Los Angeles Dodgers at Pittsburgh Pirates: Final Score & Recap
Line Score
| Team | 1 | 2 | 3 | 4 | 5 | 6 | 7 | 8 | 9 | R | H | E |
|---|---|---|---|---|---|---|---|---|---|---|---|---|
| LAD | 0 | 1 | 0 | 0 | 0 | 1 | 10 | 0 | 0 | 12 | 15 | 0 |
| PIT | 2 | 0 | 0 | 0 | 0 | 0 | 0 | 0 | 1 | 3 | 5 | 2 |
The Story
The Los Angeles Dodgers dismantled the Pittsburgh Pirates 12-3 at PNC Park on June 9, 2026, turning what had been a competitive game into a lopsided final with a ten-run seventh inning that extinguished any remaining hope for Pittsburgh. The DiamondIQ model had opened with the Pirates holding a 40 percent home win probability, but by the time the final out was recorded that figure had fallen to zero, reflecting just how thoroughly Los Angeles took control.
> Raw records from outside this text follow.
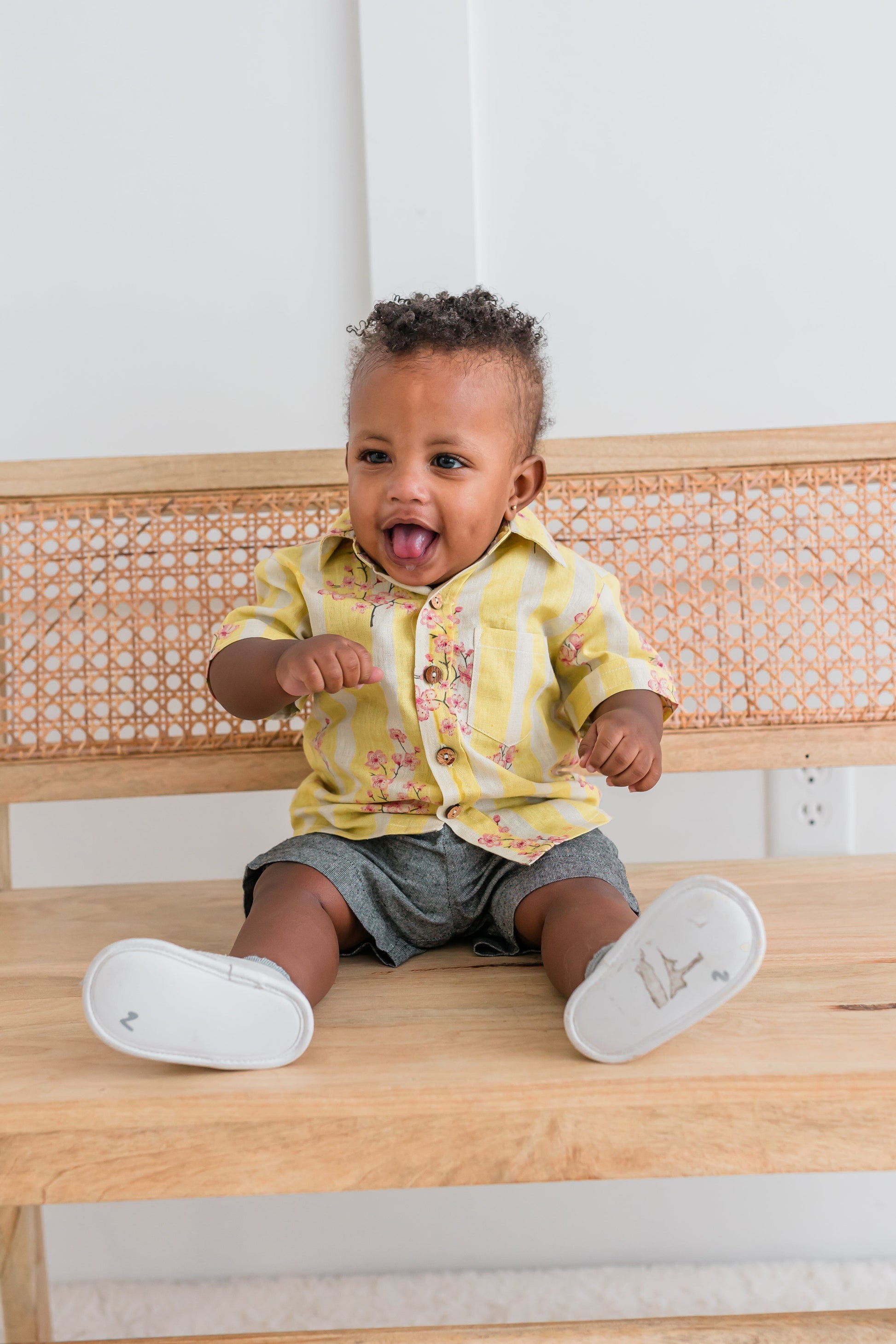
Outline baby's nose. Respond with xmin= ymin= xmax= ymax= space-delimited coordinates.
xmin=390 ymin=466 xmax=430 ymax=504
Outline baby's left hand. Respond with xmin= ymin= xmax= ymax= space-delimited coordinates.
xmin=579 ymin=691 xmax=662 ymax=793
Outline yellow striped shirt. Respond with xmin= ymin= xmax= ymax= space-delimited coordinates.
xmin=212 ymin=509 xmax=676 ymax=864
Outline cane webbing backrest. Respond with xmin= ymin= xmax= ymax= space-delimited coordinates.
xmin=0 ymin=441 xmax=896 ymax=762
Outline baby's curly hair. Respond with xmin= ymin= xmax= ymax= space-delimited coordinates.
xmin=348 ymin=285 xmax=551 ymax=457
The decisive sequence unfolded in the top of the seventh against reliever Wilber Dotel. Andy Pages delivered the most impactful single play of the game, a home run that shifted win probability by plus 15.8 percent in the Dodgers' favor. Shohei Ohtani followed with a double worth plus 15.4 percent, and later in the same frame Alex Freeland added a single that contributed another plus 7.9 percent swing, compounding the damage across what became a ten-run explosion. The inning before, Max Muncy had cracked a single off Paul Skenes in the sixth that carried a plus 11.8 percent win-probability swing, serving as an early crack in Pittsburgh's hold on the game. The lone significant play working against Los Angeles came in the fifth, when Freeland hit into a double play off Skenes that cost the Dodgers 10.0 percent in win probability and temporarily steadied the Pirates.
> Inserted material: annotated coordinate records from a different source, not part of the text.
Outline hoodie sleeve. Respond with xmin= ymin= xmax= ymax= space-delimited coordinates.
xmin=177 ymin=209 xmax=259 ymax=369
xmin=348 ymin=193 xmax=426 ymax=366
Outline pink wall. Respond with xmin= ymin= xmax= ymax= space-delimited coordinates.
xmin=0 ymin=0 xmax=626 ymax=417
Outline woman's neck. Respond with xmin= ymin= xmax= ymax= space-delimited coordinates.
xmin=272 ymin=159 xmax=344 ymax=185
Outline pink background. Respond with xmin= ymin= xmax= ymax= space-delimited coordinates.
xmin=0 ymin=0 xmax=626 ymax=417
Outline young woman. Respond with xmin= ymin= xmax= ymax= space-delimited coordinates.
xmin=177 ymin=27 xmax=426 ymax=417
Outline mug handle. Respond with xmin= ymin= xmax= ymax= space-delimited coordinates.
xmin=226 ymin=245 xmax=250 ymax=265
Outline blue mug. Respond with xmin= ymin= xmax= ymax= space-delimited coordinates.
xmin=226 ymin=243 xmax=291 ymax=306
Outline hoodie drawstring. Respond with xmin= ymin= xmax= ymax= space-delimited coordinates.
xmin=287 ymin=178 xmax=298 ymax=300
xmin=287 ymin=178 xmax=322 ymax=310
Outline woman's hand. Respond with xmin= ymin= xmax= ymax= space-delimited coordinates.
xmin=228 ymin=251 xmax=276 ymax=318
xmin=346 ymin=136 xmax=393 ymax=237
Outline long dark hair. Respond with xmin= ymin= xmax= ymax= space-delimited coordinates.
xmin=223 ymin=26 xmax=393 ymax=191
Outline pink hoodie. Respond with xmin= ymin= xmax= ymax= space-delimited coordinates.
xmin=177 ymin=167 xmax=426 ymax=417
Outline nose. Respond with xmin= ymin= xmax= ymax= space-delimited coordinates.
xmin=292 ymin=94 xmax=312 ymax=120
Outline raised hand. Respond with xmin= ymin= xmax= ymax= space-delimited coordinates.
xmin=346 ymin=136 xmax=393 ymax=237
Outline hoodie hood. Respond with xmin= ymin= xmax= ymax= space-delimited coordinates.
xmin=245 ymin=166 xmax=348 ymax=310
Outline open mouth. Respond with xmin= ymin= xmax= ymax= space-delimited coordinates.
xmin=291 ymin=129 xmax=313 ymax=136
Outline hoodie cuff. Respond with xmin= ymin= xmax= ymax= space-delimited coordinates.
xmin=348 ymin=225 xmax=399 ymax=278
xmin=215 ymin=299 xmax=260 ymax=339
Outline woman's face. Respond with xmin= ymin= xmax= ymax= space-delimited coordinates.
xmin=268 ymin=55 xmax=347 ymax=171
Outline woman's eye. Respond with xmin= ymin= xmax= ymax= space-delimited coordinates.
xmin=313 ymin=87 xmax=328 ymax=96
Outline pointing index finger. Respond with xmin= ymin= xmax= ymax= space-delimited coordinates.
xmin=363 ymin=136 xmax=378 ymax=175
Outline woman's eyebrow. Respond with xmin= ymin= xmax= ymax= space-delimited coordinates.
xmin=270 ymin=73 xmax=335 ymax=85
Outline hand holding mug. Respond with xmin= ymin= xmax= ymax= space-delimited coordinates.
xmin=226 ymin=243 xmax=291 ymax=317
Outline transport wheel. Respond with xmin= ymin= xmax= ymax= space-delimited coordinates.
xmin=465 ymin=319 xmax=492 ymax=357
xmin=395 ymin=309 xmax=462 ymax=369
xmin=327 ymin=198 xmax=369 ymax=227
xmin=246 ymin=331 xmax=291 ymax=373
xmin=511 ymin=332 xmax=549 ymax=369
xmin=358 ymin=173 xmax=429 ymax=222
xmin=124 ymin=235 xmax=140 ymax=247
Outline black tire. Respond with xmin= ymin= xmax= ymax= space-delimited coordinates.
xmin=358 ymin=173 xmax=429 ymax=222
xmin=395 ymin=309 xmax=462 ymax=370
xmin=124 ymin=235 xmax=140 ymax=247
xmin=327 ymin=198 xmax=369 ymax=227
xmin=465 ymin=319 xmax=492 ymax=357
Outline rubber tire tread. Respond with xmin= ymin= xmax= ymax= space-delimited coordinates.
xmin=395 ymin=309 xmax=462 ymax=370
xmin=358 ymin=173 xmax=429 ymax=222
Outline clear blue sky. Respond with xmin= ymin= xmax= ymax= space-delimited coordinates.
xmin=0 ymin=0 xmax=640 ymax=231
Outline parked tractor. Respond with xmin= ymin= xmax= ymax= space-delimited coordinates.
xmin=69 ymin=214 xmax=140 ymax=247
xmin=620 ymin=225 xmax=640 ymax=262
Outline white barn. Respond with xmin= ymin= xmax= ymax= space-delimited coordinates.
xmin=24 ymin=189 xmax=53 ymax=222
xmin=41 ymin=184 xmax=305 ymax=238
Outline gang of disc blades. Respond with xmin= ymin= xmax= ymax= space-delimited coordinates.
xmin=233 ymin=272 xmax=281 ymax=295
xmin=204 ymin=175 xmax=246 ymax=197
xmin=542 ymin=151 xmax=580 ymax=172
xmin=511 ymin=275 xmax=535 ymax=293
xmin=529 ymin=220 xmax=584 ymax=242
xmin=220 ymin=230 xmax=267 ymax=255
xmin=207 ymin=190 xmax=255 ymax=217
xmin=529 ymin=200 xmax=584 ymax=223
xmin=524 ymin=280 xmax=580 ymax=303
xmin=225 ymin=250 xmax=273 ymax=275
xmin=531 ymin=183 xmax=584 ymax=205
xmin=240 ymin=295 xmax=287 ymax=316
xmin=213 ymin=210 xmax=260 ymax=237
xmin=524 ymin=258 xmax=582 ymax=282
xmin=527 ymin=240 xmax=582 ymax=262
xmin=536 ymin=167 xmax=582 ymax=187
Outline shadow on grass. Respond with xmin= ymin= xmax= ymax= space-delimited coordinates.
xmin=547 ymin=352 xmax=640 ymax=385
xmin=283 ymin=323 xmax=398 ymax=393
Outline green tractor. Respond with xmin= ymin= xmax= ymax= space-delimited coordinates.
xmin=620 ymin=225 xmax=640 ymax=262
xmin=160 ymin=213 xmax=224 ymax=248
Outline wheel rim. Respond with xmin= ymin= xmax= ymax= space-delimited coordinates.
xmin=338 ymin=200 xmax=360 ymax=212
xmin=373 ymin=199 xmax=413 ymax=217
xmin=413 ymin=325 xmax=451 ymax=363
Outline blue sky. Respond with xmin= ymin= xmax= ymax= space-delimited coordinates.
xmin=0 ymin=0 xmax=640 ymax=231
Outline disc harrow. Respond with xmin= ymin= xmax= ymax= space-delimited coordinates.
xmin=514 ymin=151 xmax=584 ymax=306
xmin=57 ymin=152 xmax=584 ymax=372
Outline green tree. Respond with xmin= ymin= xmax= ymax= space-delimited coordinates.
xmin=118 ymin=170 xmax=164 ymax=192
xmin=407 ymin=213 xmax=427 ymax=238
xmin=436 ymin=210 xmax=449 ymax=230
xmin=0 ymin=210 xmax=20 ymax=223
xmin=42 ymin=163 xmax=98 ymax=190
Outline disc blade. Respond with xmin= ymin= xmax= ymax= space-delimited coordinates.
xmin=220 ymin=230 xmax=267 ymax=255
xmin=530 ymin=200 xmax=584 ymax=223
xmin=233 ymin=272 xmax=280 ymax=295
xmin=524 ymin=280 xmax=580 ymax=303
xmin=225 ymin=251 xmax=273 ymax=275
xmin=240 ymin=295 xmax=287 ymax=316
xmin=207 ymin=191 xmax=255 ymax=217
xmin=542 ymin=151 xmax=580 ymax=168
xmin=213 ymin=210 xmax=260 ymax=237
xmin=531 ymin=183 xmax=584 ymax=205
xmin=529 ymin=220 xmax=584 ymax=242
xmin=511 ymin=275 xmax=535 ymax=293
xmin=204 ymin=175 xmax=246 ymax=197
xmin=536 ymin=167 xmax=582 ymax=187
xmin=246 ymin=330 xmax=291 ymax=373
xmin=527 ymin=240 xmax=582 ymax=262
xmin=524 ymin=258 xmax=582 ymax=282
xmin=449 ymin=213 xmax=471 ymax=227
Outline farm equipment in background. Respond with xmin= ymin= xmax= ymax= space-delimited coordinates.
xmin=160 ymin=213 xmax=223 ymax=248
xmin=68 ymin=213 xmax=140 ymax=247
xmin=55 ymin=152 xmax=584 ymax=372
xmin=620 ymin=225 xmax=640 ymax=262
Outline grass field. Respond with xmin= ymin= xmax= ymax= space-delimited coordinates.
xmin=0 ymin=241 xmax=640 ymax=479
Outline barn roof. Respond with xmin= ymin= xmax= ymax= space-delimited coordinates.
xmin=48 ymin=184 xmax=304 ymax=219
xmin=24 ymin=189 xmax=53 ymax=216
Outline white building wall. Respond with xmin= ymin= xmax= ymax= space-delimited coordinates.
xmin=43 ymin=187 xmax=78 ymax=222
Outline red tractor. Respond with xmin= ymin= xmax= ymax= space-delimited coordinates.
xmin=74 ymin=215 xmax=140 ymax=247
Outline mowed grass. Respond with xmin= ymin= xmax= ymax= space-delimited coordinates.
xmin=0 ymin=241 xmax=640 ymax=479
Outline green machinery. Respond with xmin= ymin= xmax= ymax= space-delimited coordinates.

By the WPA and RE24 measures tracked by the DiamondIQ model, Muncy was the Dodgers' most valuable offensive contributor at plus 19.5 percent win probability added and a RE24 of plus 2.8. Ohtani finished at plus 10.3 percent WPA and plus 1.4 RE24, while Pages checked in at plus 10.1 percent WPA and plus 0.9 RE24. On the pitching side, Paul Skenes led Pittsburgh with plus 18.7 percent WPA before the bullpen faltered, and Los Angeles's Eric Lauer contributed plus 7.1 percent WPA in support of the win. Los Angeles finished with 15 hits and no errors against Pittsburgh's five hits and two errors, a clean execution that matched the dominance reflected in the model's final numbers.